Z Wikiźródeł, wolnej biblioteki
Ta strona została skorygowana.
—   798   —

Mizteka popatrzył nań ze zdziwieniem. Powierzchowność Zorskiego była tak wojownicza i rozkazująca, że Indianin przystąpił doń i rzekł:
— Chodźmy!
— Ale konie zostawimy — rzekł Zorski.
— Dlaczego?
— Bez konia łatwiej się ukryć i koń łatwo może zdradzić swego pana. Nie chcę też zostawić końskich śladów.
Oko Mizteki zabłysło. Poznał, że Zorski ma słuszność.
Droga, którą szli, prowadziła piaszczystymi pastwiskami, potem wzgórzami, zarosłymi krzewami, a wreszcie przez gęsty las. Szli prawie dwie godziny. Zorski zauważył, że Indianin staje się coraz ostrożniejszy. Wnioskował stad, że rozpadlina tygrysa jest blisko. Wreszcie Mizteka stanął i szepnął:
— Jesteśmy niedaleko od nich, nie róbcie hałasu.

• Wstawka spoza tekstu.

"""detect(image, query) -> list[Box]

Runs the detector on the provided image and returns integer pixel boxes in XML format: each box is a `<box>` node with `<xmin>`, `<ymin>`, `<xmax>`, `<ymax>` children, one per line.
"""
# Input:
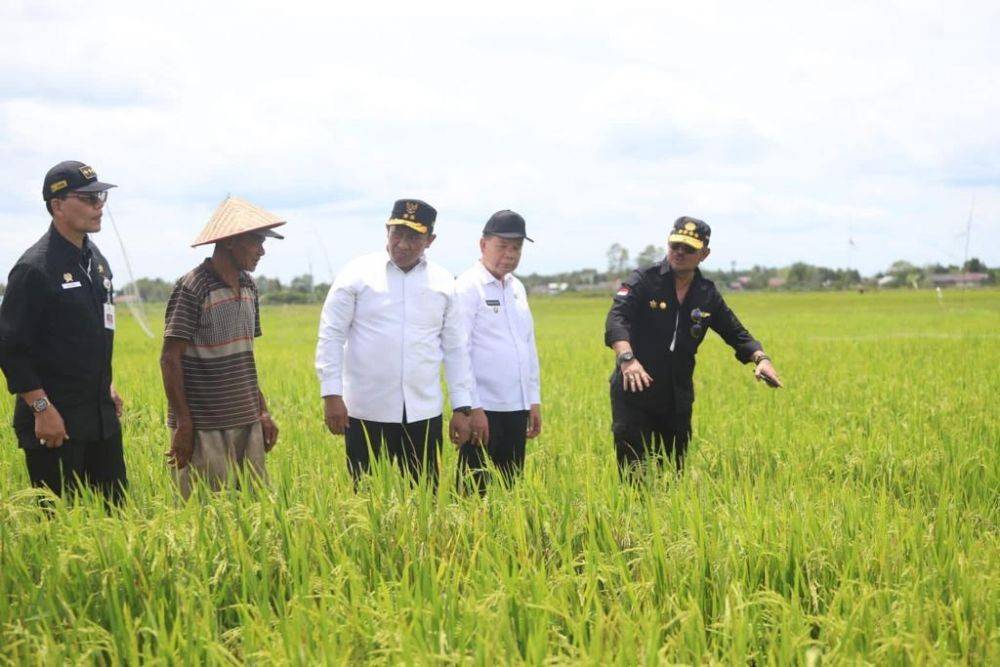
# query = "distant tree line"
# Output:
<box><xmin>0</xmin><ymin>254</ymin><xmax>1000</xmax><ymax>303</ymax></box>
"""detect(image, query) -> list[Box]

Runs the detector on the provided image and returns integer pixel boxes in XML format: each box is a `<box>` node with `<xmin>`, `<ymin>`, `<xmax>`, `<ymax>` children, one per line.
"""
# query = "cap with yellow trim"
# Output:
<box><xmin>42</xmin><ymin>160</ymin><xmax>118</xmax><ymax>201</ymax></box>
<box><xmin>667</xmin><ymin>215</ymin><xmax>712</xmax><ymax>250</ymax></box>
<box><xmin>385</xmin><ymin>199</ymin><xmax>437</xmax><ymax>234</ymax></box>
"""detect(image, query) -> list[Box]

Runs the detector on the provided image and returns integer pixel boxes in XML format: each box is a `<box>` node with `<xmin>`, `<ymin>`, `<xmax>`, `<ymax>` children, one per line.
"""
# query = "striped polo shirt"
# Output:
<box><xmin>163</xmin><ymin>259</ymin><xmax>261</xmax><ymax>430</ymax></box>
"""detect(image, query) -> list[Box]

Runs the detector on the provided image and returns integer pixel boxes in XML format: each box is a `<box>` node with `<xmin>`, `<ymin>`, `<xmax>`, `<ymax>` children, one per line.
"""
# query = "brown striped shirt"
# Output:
<box><xmin>163</xmin><ymin>259</ymin><xmax>261</xmax><ymax>430</ymax></box>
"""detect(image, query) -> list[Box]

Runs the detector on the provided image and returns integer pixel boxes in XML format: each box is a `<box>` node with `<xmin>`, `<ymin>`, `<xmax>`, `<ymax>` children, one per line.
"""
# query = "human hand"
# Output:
<box><xmin>260</xmin><ymin>412</ymin><xmax>278</xmax><ymax>452</ymax></box>
<box><xmin>111</xmin><ymin>385</ymin><xmax>125</xmax><ymax>417</ymax></box>
<box><xmin>469</xmin><ymin>408</ymin><xmax>490</xmax><ymax>445</ymax></box>
<box><xmin>448</xmin><ymin>412</ymin><xmax>472</xmax><ymax>445</ymax></box>
<box><xmin>323</xmin><ymin>396</ymin><xmax>347</xmax><ymax>435</ymax></box>
<box><xmin>35</xmin><ymin>403</ymin><xmax>69</xmax><ymax>449</ymax></box>
<box><xmin>753</xmin><ymin>359</ymin><xmax>784</xmax><ymax>389</ymax></box>
<box><xmin>525</xmin><ymin>403</ymin><xmax>542</xmax><ymax>440</ymax></box>
<box><xmin>622</xmin><ymin>359</ymin><xmax>653</xmax><ymax>391</ymax></box>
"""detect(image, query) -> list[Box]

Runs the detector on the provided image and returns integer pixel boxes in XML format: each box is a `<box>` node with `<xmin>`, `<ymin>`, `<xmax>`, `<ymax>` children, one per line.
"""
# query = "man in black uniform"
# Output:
<box><xmin>0</xmin><ymin>161</ymin><xmax>126</xmax><ymax>502</ymax></box>
<box><xmin>604</xmin><ymin>217</ymin><xmax>781</xmax><ymax>477</ymax></box>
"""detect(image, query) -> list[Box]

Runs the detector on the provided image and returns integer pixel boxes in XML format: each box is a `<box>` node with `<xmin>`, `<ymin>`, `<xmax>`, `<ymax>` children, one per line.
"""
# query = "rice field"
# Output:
<box><xmin>0</xmin><ymin>291</ymin><xmax>1000</xmax><ymax>665</ymax></box>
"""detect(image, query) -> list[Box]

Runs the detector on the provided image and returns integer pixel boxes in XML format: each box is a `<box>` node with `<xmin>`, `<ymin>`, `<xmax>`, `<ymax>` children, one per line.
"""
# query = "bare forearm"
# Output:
<box><xmin>160</xmin><ymin>357</ymin><xmax>191</xmax><ymax>423</ymax></box>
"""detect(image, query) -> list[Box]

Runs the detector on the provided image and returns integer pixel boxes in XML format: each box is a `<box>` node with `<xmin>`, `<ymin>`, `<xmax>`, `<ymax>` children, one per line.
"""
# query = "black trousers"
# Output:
<box><xmin>24</xmin><ymin>431</ymin><xmax>128</xmax><ymax>504</ymax></box>
<box><xmin>611</xmin><ymin>374</ymin><xmax>691</xmax><ymax>479</ymax></box>
<box><xmin>344</xmin><ymin>413</ymin><xmax>443</xmax><ymax>487</ymax></box>
<box><xmin>456</xmin><ymin>410</ymin><xmax>528</xmax><ymax>495</ymax></box>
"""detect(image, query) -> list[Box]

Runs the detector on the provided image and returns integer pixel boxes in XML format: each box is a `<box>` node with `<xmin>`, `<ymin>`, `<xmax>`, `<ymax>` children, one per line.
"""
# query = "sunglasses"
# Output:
<box><xmin>67</xmin><ymin>190</ymin><xmax>108</xmax><ymax>206</ymax></box>
<box><xmin>669</xmin><ymin>243</ymin><xmax>698</xmax><ymax>255</ymax></box>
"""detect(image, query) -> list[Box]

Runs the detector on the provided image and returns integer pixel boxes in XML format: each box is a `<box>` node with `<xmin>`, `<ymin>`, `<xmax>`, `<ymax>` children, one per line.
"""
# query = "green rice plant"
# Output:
<box><xmin>0</xmin><ymin>290</ymin><xmax>1000</xmax><ymax>665</ymax></box>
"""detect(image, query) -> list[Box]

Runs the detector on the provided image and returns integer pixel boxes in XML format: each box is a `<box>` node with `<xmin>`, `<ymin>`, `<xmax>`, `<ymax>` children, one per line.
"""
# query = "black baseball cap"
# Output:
<box><xmin>42</xmin><ymin>160</ymin><xmax>118</xmax><ymax>201</ymax></box>
<box><xmin>483</xmin><ymin>209</ymin><xmax>534</xmax><ymax>243</ymax></box>
<box><xmin>667</xmin><ymin>215</ymin><xmax>712</xmax><ymax>250</ymax></box>
<box><xmin>385</xmin><ymin>199</ymin><xmax>437</xmax><ymax>234</ymax></box>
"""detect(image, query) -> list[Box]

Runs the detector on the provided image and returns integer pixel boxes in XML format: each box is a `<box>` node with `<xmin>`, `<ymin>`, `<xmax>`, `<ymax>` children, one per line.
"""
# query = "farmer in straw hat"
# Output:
<box><xmin>160</xmin><ymin>197</ymin><xmax>285</xmax><ymax>498</ymax></box>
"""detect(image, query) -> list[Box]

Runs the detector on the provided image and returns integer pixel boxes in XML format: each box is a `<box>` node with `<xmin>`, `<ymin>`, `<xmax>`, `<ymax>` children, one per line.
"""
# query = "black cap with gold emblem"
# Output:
<box><xmin>42</xmin><ymin>160</ymin><xmax>118</xmax><ymax>201</ymax></box>
<box><xmin>385</xmin><ymin>199</ymin><xmax>437</xmax><ymax>234</ymax></box>
<box><xmin>667</xmin><ymin>215</ymin><xmax>712</xmax><ymax>250</ymax></box>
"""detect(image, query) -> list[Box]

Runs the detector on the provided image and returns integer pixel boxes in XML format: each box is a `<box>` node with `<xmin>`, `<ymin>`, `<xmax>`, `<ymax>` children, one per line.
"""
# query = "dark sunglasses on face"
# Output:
<box><xmin>67</xmin><ymin>190</ymin><xmax>108</xmax><ymax>206</ymax></box>
<box><xmin>670</xmin><ymin>243</ymin><xmax>698</xmax><ymax>255</ymax></box>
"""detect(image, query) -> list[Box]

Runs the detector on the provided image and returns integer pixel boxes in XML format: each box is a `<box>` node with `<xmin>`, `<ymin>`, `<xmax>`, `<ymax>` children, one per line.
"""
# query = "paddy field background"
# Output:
<box><xmin>0</xmin><ymin>291</ymin><xmax>1000</xmax><ymax>665</ymax></box>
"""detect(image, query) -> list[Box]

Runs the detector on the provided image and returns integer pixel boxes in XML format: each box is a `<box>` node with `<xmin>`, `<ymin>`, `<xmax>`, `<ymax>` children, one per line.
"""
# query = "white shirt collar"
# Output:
<box><xmin>476</xmin><ymin>259</ymin><xmax>513</xmax><ymax>286</ymax></box>
<box><xmin>385</xmin><ymin>250</ymin><xmax>427</xmax><ymax>273</ymax></box>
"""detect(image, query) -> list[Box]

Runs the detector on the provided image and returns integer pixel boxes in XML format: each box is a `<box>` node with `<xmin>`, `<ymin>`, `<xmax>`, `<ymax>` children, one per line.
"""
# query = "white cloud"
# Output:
<box><xmin>0</xmin><ymin>0</ymin><xmax>1000</xmax><ymax>277</ymax></box>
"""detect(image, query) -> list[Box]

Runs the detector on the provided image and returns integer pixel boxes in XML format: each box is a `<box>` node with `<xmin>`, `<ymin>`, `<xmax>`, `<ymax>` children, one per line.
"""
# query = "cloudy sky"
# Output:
<box><xmin>0</xmin><ymin>0</ymin><xmax>1000</xmax><ymax>280</ymax></box>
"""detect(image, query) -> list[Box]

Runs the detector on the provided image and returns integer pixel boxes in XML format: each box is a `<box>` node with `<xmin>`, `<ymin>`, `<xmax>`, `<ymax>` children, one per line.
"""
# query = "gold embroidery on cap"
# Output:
<box><xmin>403</xmin><ymin>201</ymin><xmax>420</xmax><ymax>220</ymax></box>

Zorski nie odpowiedział. Milcząc, postępował za swoim przewodnikiem. Wreszcie Indianin położył się na ziemi i ruchem ręki rozkazał uczynić to samo lekarzowi. Tak czołgali się, dopóki nie usłyszeli ludzkich głosów.
Wreszcie dotarli do głębokiej kotliny, której ściany były tak strome, że nie można było wspinać się po nich. Na jej dnie wił się potok, obok którego leżało może trzydzieści dobrze uzbrojonych postaci. Przy wejściu i wyjściu stały straże.